Note that from the point of view of the values taken by variables A and B, the program is equivalent to the bits highlighted below. The value analysis was never worried about these because by default, it assumes round-to-nearest mode. In round-to-nearest, these variables do not reach infinity. A and B stop increasing when they reach the range of floating-point numbers that are separated by twice 0.04 (resp. 0.02). When they reach that range, in about 2^23 iterations, the donut stops revolving (give or take a factor of 2 for the number of iterations).

...          ........ .....
         ................... ..
       ...................... ..
     ........................for(;;
  ){..................................
  ....................................
 ................. ....................
 ......................................
 ................      .................
................        ..... ..........
..............            ..............
...............          ...............
 ...............        ...............
 ......................................
 ......................................
  ....................................
   ......................A+=0.04;B+=
     0.02;}........................
       ..........................
         ......................
             ..............

With option -all-rounding-modes that does not exclude the possibility that the FPU might be configured to round upwards, the value analysis correctly warns about overflows for A and B at line 17.
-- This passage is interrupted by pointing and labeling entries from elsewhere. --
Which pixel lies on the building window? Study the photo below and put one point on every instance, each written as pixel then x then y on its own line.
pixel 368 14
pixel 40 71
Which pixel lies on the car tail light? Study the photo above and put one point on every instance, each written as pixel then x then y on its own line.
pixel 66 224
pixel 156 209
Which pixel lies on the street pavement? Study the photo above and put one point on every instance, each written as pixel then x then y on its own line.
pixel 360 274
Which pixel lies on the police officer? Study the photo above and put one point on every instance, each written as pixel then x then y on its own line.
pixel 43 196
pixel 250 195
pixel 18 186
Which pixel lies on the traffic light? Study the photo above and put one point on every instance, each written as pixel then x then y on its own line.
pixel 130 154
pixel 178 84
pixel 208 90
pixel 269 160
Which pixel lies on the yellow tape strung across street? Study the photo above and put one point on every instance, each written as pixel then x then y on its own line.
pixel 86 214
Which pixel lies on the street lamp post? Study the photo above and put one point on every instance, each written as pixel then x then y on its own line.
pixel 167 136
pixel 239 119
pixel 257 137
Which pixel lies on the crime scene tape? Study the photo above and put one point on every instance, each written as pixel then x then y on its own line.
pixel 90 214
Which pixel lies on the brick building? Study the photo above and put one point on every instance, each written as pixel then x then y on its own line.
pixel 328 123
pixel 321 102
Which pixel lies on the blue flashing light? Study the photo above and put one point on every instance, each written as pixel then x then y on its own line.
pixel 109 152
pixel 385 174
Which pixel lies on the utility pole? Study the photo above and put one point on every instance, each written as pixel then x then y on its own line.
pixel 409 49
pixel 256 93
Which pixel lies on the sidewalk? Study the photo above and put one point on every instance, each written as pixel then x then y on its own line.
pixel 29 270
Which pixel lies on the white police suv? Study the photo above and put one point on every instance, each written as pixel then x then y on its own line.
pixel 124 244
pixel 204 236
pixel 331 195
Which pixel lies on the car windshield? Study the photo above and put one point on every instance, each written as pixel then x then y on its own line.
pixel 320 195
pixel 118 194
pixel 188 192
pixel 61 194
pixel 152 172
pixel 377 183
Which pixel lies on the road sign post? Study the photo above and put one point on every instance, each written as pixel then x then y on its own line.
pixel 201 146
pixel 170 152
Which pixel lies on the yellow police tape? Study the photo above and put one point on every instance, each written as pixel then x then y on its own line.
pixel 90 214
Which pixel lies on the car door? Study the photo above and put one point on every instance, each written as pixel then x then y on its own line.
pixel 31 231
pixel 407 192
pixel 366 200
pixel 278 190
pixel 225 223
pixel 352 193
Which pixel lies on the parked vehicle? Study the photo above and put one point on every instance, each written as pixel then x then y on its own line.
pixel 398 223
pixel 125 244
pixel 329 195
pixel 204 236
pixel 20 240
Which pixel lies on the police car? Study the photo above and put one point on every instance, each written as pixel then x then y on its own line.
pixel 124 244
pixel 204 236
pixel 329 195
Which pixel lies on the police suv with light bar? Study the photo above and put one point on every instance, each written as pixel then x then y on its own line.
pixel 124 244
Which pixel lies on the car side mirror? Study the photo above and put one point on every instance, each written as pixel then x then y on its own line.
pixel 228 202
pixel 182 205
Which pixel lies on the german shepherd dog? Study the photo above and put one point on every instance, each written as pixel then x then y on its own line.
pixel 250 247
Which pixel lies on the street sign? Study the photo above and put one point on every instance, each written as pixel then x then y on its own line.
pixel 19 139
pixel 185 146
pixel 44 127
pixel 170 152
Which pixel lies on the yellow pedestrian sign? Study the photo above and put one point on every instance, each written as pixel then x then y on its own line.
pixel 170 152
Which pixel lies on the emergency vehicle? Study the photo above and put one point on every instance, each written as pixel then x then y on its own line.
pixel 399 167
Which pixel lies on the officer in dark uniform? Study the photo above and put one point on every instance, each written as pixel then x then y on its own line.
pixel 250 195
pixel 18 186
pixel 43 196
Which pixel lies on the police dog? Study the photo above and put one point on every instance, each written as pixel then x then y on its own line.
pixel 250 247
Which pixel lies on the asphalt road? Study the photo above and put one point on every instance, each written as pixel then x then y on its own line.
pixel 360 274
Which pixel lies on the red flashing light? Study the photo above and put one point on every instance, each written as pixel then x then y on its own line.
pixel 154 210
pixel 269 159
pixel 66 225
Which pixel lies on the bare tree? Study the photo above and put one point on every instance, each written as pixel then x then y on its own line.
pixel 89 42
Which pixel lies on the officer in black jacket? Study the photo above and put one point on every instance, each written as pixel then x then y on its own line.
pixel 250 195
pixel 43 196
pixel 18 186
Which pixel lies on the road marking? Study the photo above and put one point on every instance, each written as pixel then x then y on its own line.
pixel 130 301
The alarm for variable o (used as an index) comes from the fact that o is computed from x and y, and only then the program tests whether x and y fall on the viewport. The analyzer does not realize that only some of the previously computed values for o are possible at the point where this variable is used as index:

x = (int)((float)40 + ((float)30 * D) * ((l * h) * m - t * n));
y = (int)((float)12 + ((float)15 * D) * ((l * h) * n + t * m));
o = x + 80 * y;
...
if (22 > y) {
  if (y > 0) {
    if (x > 0) {
      if (80 > x) {
... z[o] ...

For what it's worth, the analyzer finds that -170 ≤ x ≤ 250 and -93 ≤ y ≤ 117. It's probably terribly approximative, but we didn't guide it yet at this point, it was just a few seconds of automatic computation.
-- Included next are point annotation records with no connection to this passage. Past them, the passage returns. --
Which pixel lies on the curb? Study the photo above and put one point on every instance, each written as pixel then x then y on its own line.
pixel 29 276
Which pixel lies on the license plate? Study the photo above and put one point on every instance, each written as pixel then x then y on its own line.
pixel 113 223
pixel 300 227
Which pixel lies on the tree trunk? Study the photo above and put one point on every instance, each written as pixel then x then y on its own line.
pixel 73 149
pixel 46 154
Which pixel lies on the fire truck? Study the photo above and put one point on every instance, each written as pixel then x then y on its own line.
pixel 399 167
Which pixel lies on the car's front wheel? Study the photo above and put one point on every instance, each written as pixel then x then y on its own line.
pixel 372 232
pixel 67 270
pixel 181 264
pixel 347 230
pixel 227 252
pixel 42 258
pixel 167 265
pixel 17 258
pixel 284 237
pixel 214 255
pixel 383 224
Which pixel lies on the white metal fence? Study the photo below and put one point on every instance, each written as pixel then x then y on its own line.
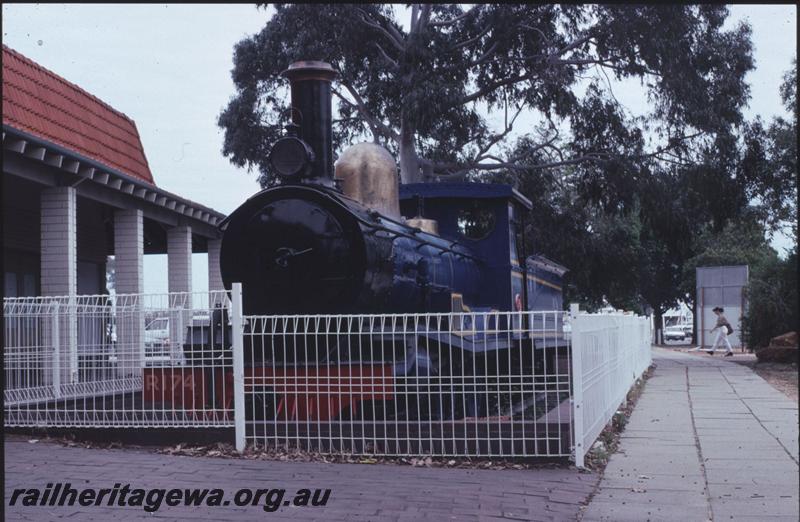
pixel 473 384
pixel 478 384
pixel 609 353
pixel 114 361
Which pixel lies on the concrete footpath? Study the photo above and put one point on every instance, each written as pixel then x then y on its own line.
pixel 708 440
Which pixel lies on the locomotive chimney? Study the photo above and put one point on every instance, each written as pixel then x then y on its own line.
pixel 311 113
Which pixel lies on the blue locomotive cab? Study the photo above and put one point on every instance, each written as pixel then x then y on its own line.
pixel 489 220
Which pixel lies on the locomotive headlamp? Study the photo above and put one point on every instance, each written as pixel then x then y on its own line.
pixel 291 157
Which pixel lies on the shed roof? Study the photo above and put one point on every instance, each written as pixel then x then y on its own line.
pixel 41 103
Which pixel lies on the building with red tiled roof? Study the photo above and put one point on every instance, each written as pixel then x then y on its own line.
pixel 77 189
pixel 43 104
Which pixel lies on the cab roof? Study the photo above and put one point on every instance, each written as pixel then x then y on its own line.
pixel 463 190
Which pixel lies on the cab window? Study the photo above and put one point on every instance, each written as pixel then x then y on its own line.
pixel 476 221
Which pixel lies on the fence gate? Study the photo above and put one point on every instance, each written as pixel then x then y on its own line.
pixel 116 361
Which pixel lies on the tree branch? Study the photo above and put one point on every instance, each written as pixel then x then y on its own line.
pixel 458 18
pixel 384 130
pixel 472 40
pixel 386 57
pixel 492 86
pixel 392 35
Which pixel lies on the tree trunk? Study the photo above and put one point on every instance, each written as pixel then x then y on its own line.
pixel 409 161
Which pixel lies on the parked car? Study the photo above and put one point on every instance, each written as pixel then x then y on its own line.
pixel 674 333
pixel 156 340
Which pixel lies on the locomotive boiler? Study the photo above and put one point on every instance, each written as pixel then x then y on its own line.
pixel 333 239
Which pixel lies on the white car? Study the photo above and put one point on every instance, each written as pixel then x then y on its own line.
pixel 156 340
pixel 674 333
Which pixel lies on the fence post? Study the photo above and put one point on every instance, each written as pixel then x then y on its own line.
pixel 577 386
pixel 237 334
pixel 56 337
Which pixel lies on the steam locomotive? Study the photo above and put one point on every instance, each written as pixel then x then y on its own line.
pixel 332 240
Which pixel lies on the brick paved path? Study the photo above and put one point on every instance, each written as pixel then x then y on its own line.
pixel 378 493
pixel 708 440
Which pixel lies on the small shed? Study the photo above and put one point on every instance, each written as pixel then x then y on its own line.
pixel 720 286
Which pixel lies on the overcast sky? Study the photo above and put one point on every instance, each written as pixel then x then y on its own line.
pixel 168 68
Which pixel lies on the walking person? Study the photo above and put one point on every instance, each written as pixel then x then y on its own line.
pixel 725 329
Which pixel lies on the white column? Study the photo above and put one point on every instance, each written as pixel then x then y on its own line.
pixel 214 275
pixel 59 277
pixel 129 279
pixel 179 262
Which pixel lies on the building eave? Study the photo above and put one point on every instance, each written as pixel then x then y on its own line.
pixel 82 169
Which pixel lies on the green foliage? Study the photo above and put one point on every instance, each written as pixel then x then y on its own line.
pixel 423 91
pixel 772 301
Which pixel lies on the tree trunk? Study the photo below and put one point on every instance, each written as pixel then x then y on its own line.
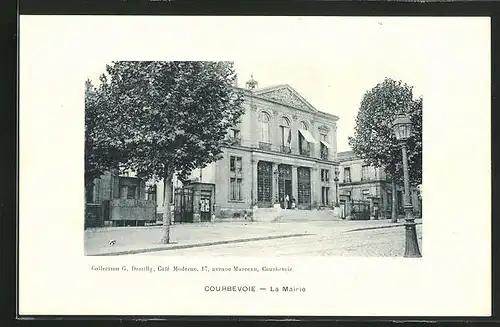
pixel 167 213
pixel 394 214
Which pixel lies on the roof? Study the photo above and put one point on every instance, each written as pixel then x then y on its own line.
pixel 287 95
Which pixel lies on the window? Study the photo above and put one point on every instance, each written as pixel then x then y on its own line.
pixel 235 185
pixel 347 174
pixel 235 165
pixel 235 180
pixel 234 133
pixel 365 194
pixel 325 175
pixel 324 195
pixel 131 192
pixel 324 152
pixel 303 144
pixel 365 172
pixel 285 131
pixel 285 135
pixel 265 126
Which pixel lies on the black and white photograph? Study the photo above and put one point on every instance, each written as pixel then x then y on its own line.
pixel 193 158
pixel 254 166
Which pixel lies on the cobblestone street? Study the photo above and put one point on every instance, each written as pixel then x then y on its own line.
pixel 385 242
pixel 312 238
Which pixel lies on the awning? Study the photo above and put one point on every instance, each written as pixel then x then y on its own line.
pixel 326 144
pixel 309 138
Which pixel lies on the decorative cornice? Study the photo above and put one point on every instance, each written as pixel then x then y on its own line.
pixel 323 129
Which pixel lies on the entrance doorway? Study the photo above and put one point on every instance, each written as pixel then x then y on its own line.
pixel 304 187
pixel 205 205
pixel 285 186
pixel 264 183
pixel 183 205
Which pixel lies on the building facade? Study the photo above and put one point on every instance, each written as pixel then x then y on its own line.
pixel 365 184
pixel 119 200
pixel 283 148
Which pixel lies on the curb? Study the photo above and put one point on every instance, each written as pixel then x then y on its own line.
pixel 188 246
pixel 378 227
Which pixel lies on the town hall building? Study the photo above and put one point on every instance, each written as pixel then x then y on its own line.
pixel 283 148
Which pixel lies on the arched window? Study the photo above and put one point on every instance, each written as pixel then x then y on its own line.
pixel 265 125
pixel 285 132
pixel 303 144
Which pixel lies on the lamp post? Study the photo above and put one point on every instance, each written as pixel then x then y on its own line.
pixel 336 179
pixel 402 129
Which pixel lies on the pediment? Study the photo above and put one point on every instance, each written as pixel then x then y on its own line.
pixel 286 95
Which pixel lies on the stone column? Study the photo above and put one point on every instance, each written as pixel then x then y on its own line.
pixel 295 184
pixel 315 184
pixel 275 184
pixel 332 196
pixel 254 180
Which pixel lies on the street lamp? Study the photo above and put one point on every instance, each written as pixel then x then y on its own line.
pixel 402 129
pixel 336 179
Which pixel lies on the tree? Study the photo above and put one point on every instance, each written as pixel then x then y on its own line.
pixel 101 154
pixel 169 118
pixel 374 139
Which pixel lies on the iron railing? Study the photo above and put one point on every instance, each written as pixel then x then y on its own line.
pixel 285 149
pixel 265 146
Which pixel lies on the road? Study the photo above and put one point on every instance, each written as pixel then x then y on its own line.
pixel 321 241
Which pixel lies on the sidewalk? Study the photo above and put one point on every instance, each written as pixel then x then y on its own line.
pixel 134 240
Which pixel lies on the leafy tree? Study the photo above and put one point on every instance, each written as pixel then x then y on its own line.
pixel 374 139
pixel 168 118
pixel 101 154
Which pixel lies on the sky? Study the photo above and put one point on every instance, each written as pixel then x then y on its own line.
pixel 331 63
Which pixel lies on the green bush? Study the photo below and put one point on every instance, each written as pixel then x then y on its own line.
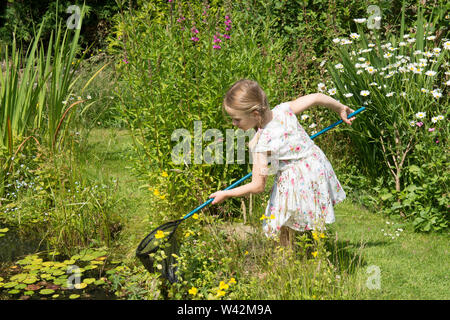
pixel 169 80
pixel 401 80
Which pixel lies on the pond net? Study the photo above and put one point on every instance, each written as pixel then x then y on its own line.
pixel 156 250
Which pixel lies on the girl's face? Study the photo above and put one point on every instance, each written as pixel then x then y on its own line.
pixel 243 121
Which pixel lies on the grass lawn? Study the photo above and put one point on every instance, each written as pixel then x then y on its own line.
pixel 410 265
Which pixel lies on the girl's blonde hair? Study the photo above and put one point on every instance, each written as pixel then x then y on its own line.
pixel 246 96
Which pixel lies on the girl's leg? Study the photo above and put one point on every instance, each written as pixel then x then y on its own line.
pixel 287 237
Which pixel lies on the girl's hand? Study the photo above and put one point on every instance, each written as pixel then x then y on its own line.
pixel 344 112
pixel 219 196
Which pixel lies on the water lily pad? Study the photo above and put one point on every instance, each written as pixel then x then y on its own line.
pixel 30 280
pixel 46 291
pixel 19 277
pixel 14 291
pixel 32 287
pixel 20 286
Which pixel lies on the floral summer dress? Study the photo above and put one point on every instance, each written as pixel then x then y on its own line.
pixel 305 186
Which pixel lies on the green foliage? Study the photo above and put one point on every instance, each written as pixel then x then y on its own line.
pixel 163 87
pixel 400 80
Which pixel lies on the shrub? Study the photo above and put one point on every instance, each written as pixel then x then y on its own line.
pixel 401 81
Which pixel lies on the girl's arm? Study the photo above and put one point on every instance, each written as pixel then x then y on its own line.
pixel 258 184
pixel 303 103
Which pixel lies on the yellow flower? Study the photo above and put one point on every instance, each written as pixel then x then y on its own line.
pixel 220 293
pixel 223 285
pixel 159 234
pixel 193 291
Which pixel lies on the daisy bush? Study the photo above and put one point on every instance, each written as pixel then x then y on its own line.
pixel 402 80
We could hope to remove the assertion assert 0 ≤ o ∧ o > 1760; for z[o] by telling the analyzer to study separately the cases 0 ≤ y, 0 < y < 22 and 22 ≤ y, and then to separate similarly for variable x, before the computation of the value of o. This would definitely work if the snippet of code above was at the top of a function, but here, it is instead inside an infinite loop. There is a risk that it won't work because, for each state that reaches the beginning of the snippet, up to 9 states may be created, go round the loop's body, and be fed back to the same snippet. If some of these states do not get factored, this will go on until the unrolling limit is reached. I did not try it yet, and it might in fact still work despite this caveat.

If it doesn't work, this is the kind of situation where it is useful to reduce the problem to a representative but short example and ask about it on the mailing list, like in this case. In fact, the solution that was developed (but not yet documented) following this question could perhaps help a bit here.


I owe an apology to Andy Sloane. I initially thought there was a bug in his code. I have no regrets, because of the interesting e-mail discussion that followed.